Zur gleichen Zeit kam auch der Ausdruck Jiu Jitsu, als eine Art Sammelbezeichnung für Methoden des Nahkampfs, welche mehr oder weniger ausgeprägt die Angriffsenergie entsprechend dem Prinzip "Siegen durch Nachgeben" zu ihrem Vorteil nutzen, in Gebrauch. Innerhalb der Schulen selbst wurden meist weiterhin die alten, oder vom Gründer neu gewählten Bezeichnungen verwendet. Jiu Jisu ist auch die Quelle vieler neuer Kampfsysteme und Kampfsportarten, wie Judo oder Aikido aber auch etliche Stilrichtungen des Karate, welches generell allerdings eine andere Geschichte hat, haben ihre Wurzeln im Jiu Jitsu.


Jiu Jitsu als Wettkampf

Jiu Jitsu wird national und international in den Systemen Duo und Fighting wettkampfmäßig ausgetragen.

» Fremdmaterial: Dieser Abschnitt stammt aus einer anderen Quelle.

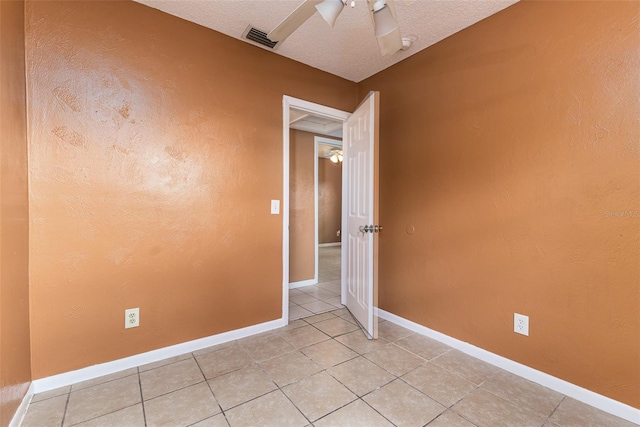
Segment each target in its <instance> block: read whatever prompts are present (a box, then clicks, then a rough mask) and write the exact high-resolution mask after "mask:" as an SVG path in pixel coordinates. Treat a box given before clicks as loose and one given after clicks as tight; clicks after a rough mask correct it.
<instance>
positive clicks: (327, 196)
mask: <svg viewBox="0 0 640 427" xmlns="http://www.w3.org/2000/svg"><path fill="white" fill-rule="evenodd" d="M290 113H291V116H290V124H289V138H290V139H289V144H290V147H289V148H290V157H289V161H290V170H289V320H297V319H300V318H304V317H309V316H313V315H316V314H321V313H324V312H327V311H333V310H336V309H340V308H343V306H342V298H341V250H340V245H341V243H340V236H341V226H342V139H341V137H342V126H343V123H342V122H341V121H336V120H334V119H328V118H325V117H318V116H316V115H315V114H312V113H309V112H305V111H299V110H297V109H295V108H291V111H290ZM319 134H321V135H319Z"/></svg>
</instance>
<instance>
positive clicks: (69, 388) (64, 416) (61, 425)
mask: <svg viewBox="0 0 640 427" xmlns="http://www.w3.org/2000/svg"><path fill="white" fill-rule="evenodd" d="M69 399H71V388H69V393H68V394H67V401H66V402H65V403H64V412H63V413H62V421H60V427H64V419H65V418H66V417H67V408H68V407H69Z"/></svg>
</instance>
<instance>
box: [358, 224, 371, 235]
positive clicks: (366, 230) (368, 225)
mask: <svg viewBox="0 0 640 427" xmlns="http://www.w3.org/2000/svg"><path fill="white" fill-rule="evenodd" d="M358 230H360V232H362V233H369V232H371V233H373V225H361V226H360V228H359V229H358Z"/></svg>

Im Duo System treten zwei Paare gegeneinander an, die abwechselnd vorgegebene Angriffe und frei wählbare Abwehren aus definierten Sets und Angriffstechniken vorführen. Dabei wird vom Hauptschiedsrichter eine Angriffsnummer zugerufen, die Technik muss unmittelbar ausgeführt werden. Bewertet werden Reaktion, Schnelligkeit und Exaktheit der Ausführung nach Punkten. Bei Kindern werden dem Alter/der Graduierung entsprechend weniger Techniken abgerufen.

Im Fighting System treten zwei Kämpfer im Halbkontakt (Technik soll treffen, aber nicht voll wirken) gegeneinander an. Es werden zum Schutz der Sportler Protektoren getragen, um ernsten Verletzungen vorzubeugen. Gekämpft werden drei Parts (I: Schläge/Tritte, II: Werfen/take down, III: Festhalter/Hebel/Würger), die alle zwingend durchzuführen sind. Part I wird in der U8 nicht gekämpft, um Verletzungen bei Kindern zu vermeiden. Ein Sieg kann nach Ablauf der Zeit durch Punkte oder vorzeitig durch Full Ippon (eine Ippon-Wertung in jedem Part) erreicht werden.